Dynastica

King Taejo (Yi Seong-Gye)

King of Joseon

1335 – 1408

Born
1335
Died
1408

Biography

Yi Seong-gye, honored posthumously as King Taejo, founded the Joseon dynasty that ruled Korea for more than five centuries. Born in 1335 in the northeastern frontier region of the Goryeo kingdom, he came from a military family that had served both Goryeo and the Mongol Yuan administration, and he rose to prominence as one of Goryeo's most successful generals. His campaigns against Red Turban incursions from the north and Japanese pirate raids along the coast earned him a national reputation and a loyal personal army.

The decisive moment of his career came in 1388, when the Goryeo court ordered him to lead an invasion of Ming territory in Liaodong. Judging the campaign unwinnable, he halted his army at Wihwa Island on the Yalu River and marched it back to the capital instead, seizing control of the government. Over the following four years he ruled through puppet kings while consolidating power with a faction of reform-minded Neo-Confucian officials, among them the scholar Jeong Do-jeon.
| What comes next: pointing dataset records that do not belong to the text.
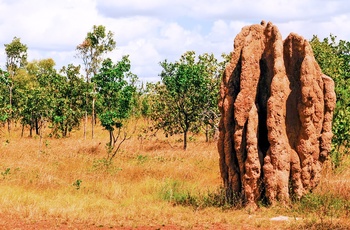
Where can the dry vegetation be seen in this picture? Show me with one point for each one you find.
(152, 184)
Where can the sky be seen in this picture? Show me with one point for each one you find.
(150, 31)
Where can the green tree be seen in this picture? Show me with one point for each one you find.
(334, 59)
(96, 43)
(69, 104)
(16, 58)
(184, 98)
(115, 86)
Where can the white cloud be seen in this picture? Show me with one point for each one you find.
(159, 29)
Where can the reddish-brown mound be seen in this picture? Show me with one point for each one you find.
(277, 109)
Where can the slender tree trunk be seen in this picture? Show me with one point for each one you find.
(207, 133)
(185, 140)
(22, 132)
(10, 117)
(85, 122)
(93, 118)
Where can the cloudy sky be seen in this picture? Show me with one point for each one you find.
(151, 31)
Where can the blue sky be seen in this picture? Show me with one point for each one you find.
(151, 31)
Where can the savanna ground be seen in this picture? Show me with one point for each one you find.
(151, 184)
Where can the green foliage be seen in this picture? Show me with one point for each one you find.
(334, 59)
(186, 99)
(115, 86)
(96, 43)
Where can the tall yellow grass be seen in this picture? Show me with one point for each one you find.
(66, 181)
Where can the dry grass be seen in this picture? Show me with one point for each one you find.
(66, 182)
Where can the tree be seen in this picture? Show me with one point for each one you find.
(115, 86)
(184, 97)
(16, 58)
(334, 59)
(69, 104)
(213, 72)
(91, 51)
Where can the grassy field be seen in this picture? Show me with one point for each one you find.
(151, 184)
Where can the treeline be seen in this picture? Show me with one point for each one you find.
(184, 100)
(35, 93)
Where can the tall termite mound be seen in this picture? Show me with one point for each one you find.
(276, 117)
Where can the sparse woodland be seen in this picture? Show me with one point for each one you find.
(92, 146)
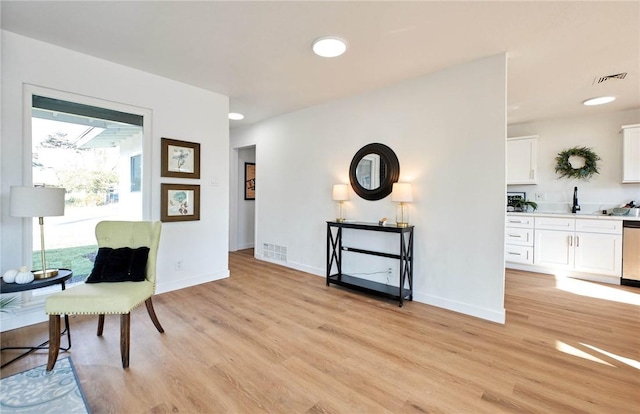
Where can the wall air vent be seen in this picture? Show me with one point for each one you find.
(601, 79)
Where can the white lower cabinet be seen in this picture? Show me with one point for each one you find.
(554, 248)
(519, 240)
(598, 253)
(597, 249)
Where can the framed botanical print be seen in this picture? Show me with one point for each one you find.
(179, 202)
(249, 181)
(180, 159)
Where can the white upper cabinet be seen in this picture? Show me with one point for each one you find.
(631, 154)
(522, 160)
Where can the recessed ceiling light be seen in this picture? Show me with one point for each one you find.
(329, 46)
(599, 101)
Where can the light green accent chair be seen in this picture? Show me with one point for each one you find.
(110, 298)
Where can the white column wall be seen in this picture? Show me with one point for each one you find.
(448, 130)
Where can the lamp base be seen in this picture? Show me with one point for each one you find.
(45, 274)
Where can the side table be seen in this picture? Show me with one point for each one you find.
(60, 279)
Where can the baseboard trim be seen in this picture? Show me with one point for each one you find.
(491, 315)
(192, 281)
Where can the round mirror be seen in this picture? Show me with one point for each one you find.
(373, 171)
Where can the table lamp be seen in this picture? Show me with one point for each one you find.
(340, 194)
(38, 202)
(401, 193)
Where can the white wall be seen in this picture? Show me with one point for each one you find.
(601, 133)
(179, 111)
(246, 208)
(448, 130)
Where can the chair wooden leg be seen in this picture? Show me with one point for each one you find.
(152, 315)
(100, 325)
(125, 323)
(54, 340)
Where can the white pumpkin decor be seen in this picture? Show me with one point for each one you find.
(24, 276)
(10, 276)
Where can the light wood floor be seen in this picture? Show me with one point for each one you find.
(271, 339)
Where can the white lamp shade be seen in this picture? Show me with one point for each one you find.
(401, 193)
(37, 201)
(340, 192)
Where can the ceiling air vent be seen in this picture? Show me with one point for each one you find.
(602, 79)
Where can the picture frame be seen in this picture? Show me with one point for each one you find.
(179, 202)
(249, 180)
(180, 159)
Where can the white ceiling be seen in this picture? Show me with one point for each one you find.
(259, 53)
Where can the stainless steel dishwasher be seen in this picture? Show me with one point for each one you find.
(630, 253)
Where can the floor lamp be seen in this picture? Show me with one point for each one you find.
(38, 202)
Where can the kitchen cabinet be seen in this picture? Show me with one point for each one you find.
(631, 154)
(522, 158)
(519, 239)
(582, 245)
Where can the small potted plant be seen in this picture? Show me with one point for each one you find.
(522, 205)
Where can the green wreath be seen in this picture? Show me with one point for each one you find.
(565, 169)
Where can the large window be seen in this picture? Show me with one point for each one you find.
(95, 154)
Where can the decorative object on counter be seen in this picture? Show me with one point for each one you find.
(575, 207)
(512, 196)
(373, 170)
(24, 276)
(522, 205)
(38, 202)
(340, 194)
(10, 276)
(568, 163)
(401, 193)
(8, 303)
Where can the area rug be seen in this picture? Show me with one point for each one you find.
(39, 391)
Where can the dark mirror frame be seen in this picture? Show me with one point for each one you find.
(388, 158)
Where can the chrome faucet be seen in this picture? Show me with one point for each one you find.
(575, 207)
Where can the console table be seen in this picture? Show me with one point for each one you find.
(60, 279)
(405, 256)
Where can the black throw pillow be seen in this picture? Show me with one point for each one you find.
(119, 265)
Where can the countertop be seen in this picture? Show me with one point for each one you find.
(596, 216)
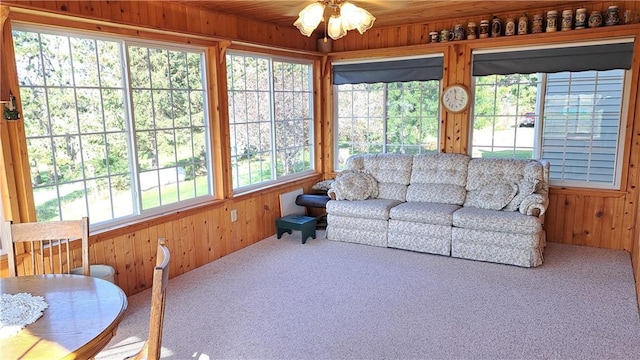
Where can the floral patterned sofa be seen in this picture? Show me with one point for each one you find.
(448, 204)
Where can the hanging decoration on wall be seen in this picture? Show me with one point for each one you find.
(10, 108)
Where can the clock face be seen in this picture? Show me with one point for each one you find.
(455, 98)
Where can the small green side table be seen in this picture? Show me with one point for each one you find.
(306, 224)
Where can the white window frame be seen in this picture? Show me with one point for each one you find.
(274, 179)
(124, 42)
(335, 89)
(538, 133)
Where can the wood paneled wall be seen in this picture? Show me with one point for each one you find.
(587, 217)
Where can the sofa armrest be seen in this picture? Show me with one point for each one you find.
(534, 204)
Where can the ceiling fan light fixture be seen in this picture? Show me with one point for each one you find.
(354, 17)
(335, 28)
(309, 18)
(346, 16)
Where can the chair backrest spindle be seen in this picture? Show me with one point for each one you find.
(47, 241)
(151, 349)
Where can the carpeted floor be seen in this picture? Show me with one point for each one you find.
(279, 299)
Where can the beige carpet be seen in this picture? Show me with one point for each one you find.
(279, 299)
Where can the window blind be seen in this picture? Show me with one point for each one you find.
(420, 69)
(582, 125)
(551, 60)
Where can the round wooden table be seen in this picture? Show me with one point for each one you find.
(83, 315)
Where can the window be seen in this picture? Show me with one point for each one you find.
(574, 119)
(114, 129)
(385, 107)
(270, 119)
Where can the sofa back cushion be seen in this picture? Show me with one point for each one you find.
(391, 171)
(501, 184)
(438, 178)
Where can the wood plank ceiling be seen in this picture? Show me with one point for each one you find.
(387, 12)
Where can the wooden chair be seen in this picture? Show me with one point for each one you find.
(47, 244)
(151, 348)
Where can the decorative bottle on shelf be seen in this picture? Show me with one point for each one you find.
(613, 16)
(595, 19)
(471, 30)
(484, 29)
(552, 21)
(581, 18)
(510, 27)
(523, 25)
(536, 26)
(496, 27)
(567, 20)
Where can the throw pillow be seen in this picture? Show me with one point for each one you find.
(354, 185)
(492, 197)
(525, 188)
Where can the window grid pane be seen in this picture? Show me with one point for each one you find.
(577, 133)
(172, 168)
(387, 118)
(78, 127)
(270, 118)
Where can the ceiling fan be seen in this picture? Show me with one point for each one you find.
(338, 16)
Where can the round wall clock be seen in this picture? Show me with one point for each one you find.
(455, 98)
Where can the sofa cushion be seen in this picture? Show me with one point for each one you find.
(525, 188)
(491, 196)
(392, 191)
(370, 209)
(440, 169)
(483, 172)
(494, 220)
(437, 193)
(389, 168)
(354, 185)
(427, 213)
(438, 178)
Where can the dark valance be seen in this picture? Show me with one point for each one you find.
(421, 69)
(552, 60)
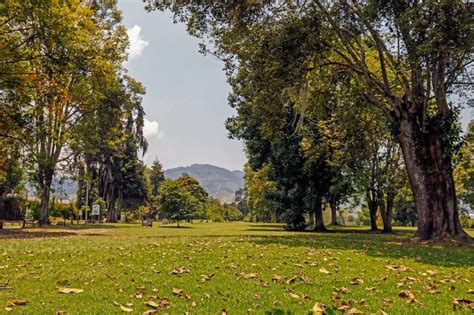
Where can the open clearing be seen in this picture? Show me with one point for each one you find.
(243, 268)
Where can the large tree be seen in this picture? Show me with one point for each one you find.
(408, 56)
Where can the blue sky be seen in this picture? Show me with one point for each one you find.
(186, 101)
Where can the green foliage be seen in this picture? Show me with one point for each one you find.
(156, 175)
(230, 252)
(464, 171)
(176, 202)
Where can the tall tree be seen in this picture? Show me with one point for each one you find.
(408, 56)
(157, 175)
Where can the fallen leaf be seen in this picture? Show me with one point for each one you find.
(179, 270)
(318, 309)
(70, 290)
(343, 290)
(207, 277)
(415, 301)
(463, 302)
(18, 302)
(357, 281)
(397, 267)
(163, 303)
(126, 309)
(406, 294)
(294, 296)
(291, 280)
(324, 270)
(180, 293)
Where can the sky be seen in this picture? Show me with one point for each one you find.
(186, 101)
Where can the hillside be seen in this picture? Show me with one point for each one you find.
(218, 182)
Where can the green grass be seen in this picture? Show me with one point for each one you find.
(118, 263)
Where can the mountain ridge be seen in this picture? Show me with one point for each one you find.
(219, 182)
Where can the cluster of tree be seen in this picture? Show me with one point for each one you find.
(67, 105)
(335, 96)
(185, 199)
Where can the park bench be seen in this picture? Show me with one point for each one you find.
(147, 222)
(18, 224)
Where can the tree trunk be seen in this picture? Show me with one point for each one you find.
(111, 209)
(430, 173)
(45, 194)
(318, 213)
(386, 210)
(311, 217)
(333, 206)
(372, 205)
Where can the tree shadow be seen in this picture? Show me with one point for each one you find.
(377, 245)
(28, 234)
(175, 227)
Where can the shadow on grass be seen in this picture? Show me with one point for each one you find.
(175, 227)
(377, 245)
(27, 234)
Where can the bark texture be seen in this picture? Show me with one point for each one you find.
(431, 177)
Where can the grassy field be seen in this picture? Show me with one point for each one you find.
(241, 268)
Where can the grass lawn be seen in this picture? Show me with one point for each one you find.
(243, 268)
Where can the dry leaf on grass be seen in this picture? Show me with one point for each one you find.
(406, 294)
(126, 309)
(163, 303)
(70, 290)
(207, 277)
(353, 311)
(324, 270)
(458, 303)
(318, 309)
(179, 270)
(357, 281)
(294, 296)
(180, 293)
(18, 302)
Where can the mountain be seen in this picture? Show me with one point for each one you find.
(218, 182)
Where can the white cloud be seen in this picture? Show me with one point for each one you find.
(151, 129)
(137, 43)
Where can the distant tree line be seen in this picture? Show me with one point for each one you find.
(338, 99)
(68, 108)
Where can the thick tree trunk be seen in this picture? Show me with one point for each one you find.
(386, 210)
(318, 213)
(311, 217)
(430, 173)
(111, 209)
(45, 194)
(372, 205)
(333, 206)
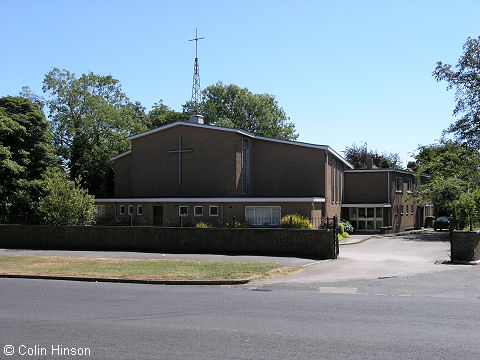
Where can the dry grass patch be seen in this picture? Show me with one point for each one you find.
(138, 269)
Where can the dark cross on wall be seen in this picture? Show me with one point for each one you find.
(180, 151)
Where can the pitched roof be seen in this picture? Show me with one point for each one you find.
(241, 132)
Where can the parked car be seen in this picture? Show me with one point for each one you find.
(442, 222)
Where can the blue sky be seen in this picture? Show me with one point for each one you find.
(344, 71)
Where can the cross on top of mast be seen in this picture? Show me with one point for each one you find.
(196, 38)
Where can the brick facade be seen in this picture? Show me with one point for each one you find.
(227, 164)
(390, 193)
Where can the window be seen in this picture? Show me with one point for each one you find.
(398, 185)
(361, 213)
(369, 218)
(183, 210)
(198, 210)
(370, 212)
(332, 179)
(245, 166)
(261, 215)
(100, 210)
(213, 210)
(409, 185)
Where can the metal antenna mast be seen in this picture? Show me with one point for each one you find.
(196, 91)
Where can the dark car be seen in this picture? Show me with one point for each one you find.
(443, 222)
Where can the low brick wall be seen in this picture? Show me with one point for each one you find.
(465, 246)
(314, 244)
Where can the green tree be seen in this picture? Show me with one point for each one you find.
(465, 78)
(454, 182)
(91, 118)
(358, 156)
(25, 153)
(234, 107)
(64, 202)
(161, 115)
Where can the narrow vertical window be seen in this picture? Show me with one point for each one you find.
(245, 166)
(333, 180)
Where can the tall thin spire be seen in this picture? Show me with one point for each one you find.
(196, 90)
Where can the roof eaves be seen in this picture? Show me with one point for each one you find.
(244, 133)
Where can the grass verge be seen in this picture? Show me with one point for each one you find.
(138, 269)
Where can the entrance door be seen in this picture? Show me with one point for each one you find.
(419, 218)
(157, 215)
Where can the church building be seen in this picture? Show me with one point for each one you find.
(192, 172)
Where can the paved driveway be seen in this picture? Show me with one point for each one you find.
(380, 257)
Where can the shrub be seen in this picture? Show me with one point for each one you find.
(64, 202)
(343, 235)
(347, 226)
(297, 222)
(239, 224)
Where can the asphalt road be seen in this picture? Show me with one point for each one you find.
(127, 321)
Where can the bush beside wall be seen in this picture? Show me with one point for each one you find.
(313, 244)
(465, 246)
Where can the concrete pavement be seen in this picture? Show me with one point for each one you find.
(379, 257)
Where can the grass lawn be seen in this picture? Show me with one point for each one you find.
(138, 269)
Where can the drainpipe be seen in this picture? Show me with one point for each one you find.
(326, 184)
(389, 195)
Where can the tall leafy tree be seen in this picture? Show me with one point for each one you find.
(454, 183)
(358, 156)
(91, 118)
(64, 202)
(465, 78)
(235, 107)
(161, 115)
(25, 154)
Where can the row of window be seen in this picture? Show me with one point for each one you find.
(182, 210)
(399, 185)
(198, 210)
(399, 210)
Sweeping land reforms broke the economic base of the old aristocracy and rewarded his supporters.

In 1392 Yi Seong-gye accepted the throne, ending the 474-year Goryeo dynasty and proclaiming a new state, soon named Joseon. He moved the capital to Hanyang, the site of modern Seoul, where new palaces, shrines, and city walls were laid out, and he established Neo-Confucianism as the governing ideology in place of the Buddhist establishment that had dominated Goryeo.

His later years were overshadowed by conflict among his sons over the succession. Taejo had designated a young son by his second wife, Yi Bang-seok, as heir, passing over the older sons who had helped him win the throne. In 1398 his fifth son, Yi Bang-won, launched a coup known as the First Strife of Princes, killing the designated heir and Jeong Do-jeon. Grieved by the bloodshed, Taejo abdicated in favor of his second son, who reigned briefly as Jeongjong before yielding the throne to Yi Bang-won, King Taejong. Taejo spent his remaining years largely withdrawn from court affairs, at times in open estrangement from Taejong, and died in 1408. The dynasty he founded endured until 1910, and his descendants included some of Korea's most celebrated monarchs, among them his grandson Sejong.